Three victims of sex abuse are going to Rome to meet with the Pope. They have no appointment and no contact with Vatican officials. I guess they’re just going to show up at the Vatican and ask for the Pope. I think what most people don’t understand is that the Pope is not like your pastor, or even your bishop. Trying to see him unannounced is like trying to get in to see the US President or the Queen of England under the same circumstances.
(Although my friend Zoe over at HMS Blog has an interesting story of doing just that.)
They say the Archdiocese of Boston, the US bishops conference, and the papal nuncio have not provided any help. Probably because they’re not sure what these guys will do or say once in the presence of the Pope. But also because the Pope, now that he is in failing health, restricts his private audiences to a select few and as the Supreme Pontiff, there are many who want to have that time with him.
The Rev. Thomas J. Reese, a Jesuit priest, [editor of America magazine,] and author of “Inside the Vatican: The Politics and Organization of the Catholic Church,” said it is difficult to imagine the group winning an appointment with John Paul.
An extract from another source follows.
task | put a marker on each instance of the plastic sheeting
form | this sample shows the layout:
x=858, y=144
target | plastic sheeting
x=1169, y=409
Most people who have private meetings with the pope are high-ranking government officials who arrange appointments through an ambassador or high-ranking church officials who arrange appointments through the Vatican, Reese said.
“It is very difficult to get an appointment with the pope, and to go to Rome without already having had an appointment arranged is really a waste of time,” he said. “It just doesn’t happen that way.
“Everybody in the world wants to meet with the pope,” Reese said, “and, especially now with his health reduced, he simply can’t see everybody.”